Cormac was quietly confident, and Telyn took
comfort from that as they faced each other across the granite slab.
His blue eyes were steady and unblinking as they met hers, and he
smiled encouragingly. Telyn nodded. When the wardens had reached
their places, she lifted her arms slowly.
The young warden paralleled her gesture, and
called on her magic. It leapt to bridge the gap between them, as if
it were eager to fulfill their task as well. The power began to
spiral into the space between them, pushing Telyn and Cormac
backward even as they took their measured, reversed steps toward
the Gwaith’orn.
She released the magic to flow outward to the
waiting men who stood like sentries between each tree, their arms
outstretched slightly to each side, palms forward. They absorbed it
effortlessly and called on her gifts to enable them to radiate the
power in all directions. The pressure between Cormac and Telyn
dropped, and then built again. The grass was ruffled by the
gathering energies, and the leaves of the trees began to thrash
noisily in the maelstrom as they both stepped beneath the canopy of
the Gwaith’orn. The tree folk were now enveloped in the gathering
power, and the ghostly glow that had begun to show itself
brightened twofold as Telyn and Cormac came level with the trees
and the eight wardens who formed the bridge between them.
With uncanny timing, Telyn and Cormac both
turned and simultaneously thrust their hands against the trees.
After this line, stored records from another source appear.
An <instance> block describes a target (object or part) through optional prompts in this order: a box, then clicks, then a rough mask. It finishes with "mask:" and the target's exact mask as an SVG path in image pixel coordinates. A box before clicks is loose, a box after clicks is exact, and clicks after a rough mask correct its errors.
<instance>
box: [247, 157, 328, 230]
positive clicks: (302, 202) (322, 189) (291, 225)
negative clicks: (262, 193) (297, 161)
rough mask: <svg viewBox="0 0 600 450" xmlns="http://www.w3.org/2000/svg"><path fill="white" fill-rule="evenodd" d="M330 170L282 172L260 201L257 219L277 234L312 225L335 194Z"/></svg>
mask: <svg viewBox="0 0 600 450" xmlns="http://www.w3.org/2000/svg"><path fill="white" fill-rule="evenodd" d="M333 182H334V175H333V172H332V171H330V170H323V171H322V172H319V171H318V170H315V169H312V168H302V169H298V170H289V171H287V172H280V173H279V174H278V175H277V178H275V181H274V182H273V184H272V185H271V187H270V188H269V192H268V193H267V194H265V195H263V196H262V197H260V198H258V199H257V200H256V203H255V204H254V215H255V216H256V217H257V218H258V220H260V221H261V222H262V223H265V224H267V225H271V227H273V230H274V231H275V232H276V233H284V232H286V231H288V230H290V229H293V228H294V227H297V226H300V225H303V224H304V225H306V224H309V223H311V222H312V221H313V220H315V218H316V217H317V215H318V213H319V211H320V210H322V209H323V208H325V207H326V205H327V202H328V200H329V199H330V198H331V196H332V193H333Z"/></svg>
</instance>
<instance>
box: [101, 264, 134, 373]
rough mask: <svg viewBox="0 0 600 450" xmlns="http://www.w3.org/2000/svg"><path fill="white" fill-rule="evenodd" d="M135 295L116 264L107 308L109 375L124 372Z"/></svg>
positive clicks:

The
power in the Circle doubled, pushing against them with gale force.
Even the wardens were buffeted by this change in energies, rocking
slightly in their places as the flow increased.
It begins!
The Gwaith’orn exulted, and
Telyn concentrated on shaping the raw power that was now a cyclone
in the middle of the Circle, blue-white and blinding. It was her
gift that would impress upon it the properties for metamorphosis,
for opening, for the giving of life. The spinning vortex blushed
orange, and then to a deep, blood red that bathed the clearing in a
rosy glow.
NOW!
Telyn surrendered her shields. She fell into
the void and was immersed in the Gwaith’orn’s collective
consciousness, sensing Cormac at the opposite side of the Circle,
his gifts allowing her to touch each ancient being in succession,
bringing them into the link between herself and the seed speaker.
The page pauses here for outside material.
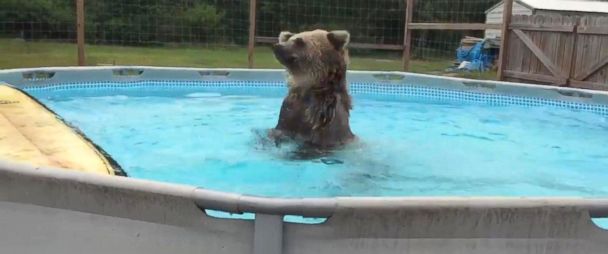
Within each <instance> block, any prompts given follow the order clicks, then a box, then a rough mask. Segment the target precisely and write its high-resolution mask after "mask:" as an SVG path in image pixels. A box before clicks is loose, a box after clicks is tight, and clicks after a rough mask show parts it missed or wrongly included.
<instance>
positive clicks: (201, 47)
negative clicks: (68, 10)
mask: <svg viewBox="0 0 608 254" xmlns="http://www.w3.org/2000/svg"><path fill="white" fill-rule="evenodd" d="M76 52H77V51H76V45H75V44H72V43H56V42H25V41H23V40H17V39H0V69H10V68H23V67H45V66H74V65H76V61H77V60H76V59H77V53H76ZM86 58H87V59H86V60H87V65H149V66H175V67H208V68H216V67H231V68H245V67H247V49H246V48H244V47H219V46H218V47H125V46H100V45H87V46H86ZM452 64H453V60H449V59H448V60H446V59H435V60H426V61H421V60H414V61H412V62H411V63H410V66H411V70H410V71H411V72H417V73H428V74H435V75H444V74H445V73H444V72H443V70H445V69H446V68H447V67H449V66H450V65H452ZM254 67H255V68H282V67H281V66H280V65H279V63H278V62H277V61H276V60H275V58H274V56H273V55H272V52H271V51H270V49H269V48H268V47H264V46H258V47H256V50H255V66H254ZM350 69H352V70H377V71H394V70H401V59H399V58H394V57H393V58H387V57H382V58H381V59H380V58H374V57H369V56H368V57H356V56H352V57H351V66H350ZM450 75H451V76H462V77H468V78H481V79H493V78H494V77H495V76H496V75H495V73H494V72H489V73H476V74H470V73H469V74H460V73H459V74H450Z"/></svg>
The Gwaith’orn were drunk with power, absorbing everything that
Telyn had shaped, and gathering more. The air in the clearing was
tinged with that sanguineous hue, and the power kept growing until
Telyn thought she would lose consciousness from the strain.
The sun topped the trees.
Telyn gasped with sudden, excruciating pain;
the quadrupled power seemed to expose every nerve in her skin, but
there was nothing she could do to stop it now. The magic burned in
the center of her chest like lightning, and she was locked into the
Gwaith’orn’s consciousness as the ancient ones wrought their own
will.
Dimly, she sensed that Cormac was in
comparable agony as he strove to temper the power that flowed
through them, the palms of his hands burning against the trunk of
the western Gwaith’orn. Around the Circle, the other Tauron
continued to stand firm against the onslaught, their faces twisted
with pain as the power was drawn from her and through their bodies.
She could feel each of the wardens now as the Gwaith’orn brought
them into the link, the power no longer flowing outwards, but in a
continuous, spinning circle between them all. She sensed Mithrais,
aware of his concern that the Gwaith’orn now controlled Telyn’s
magic, and his comprehension that he was powerless to help her.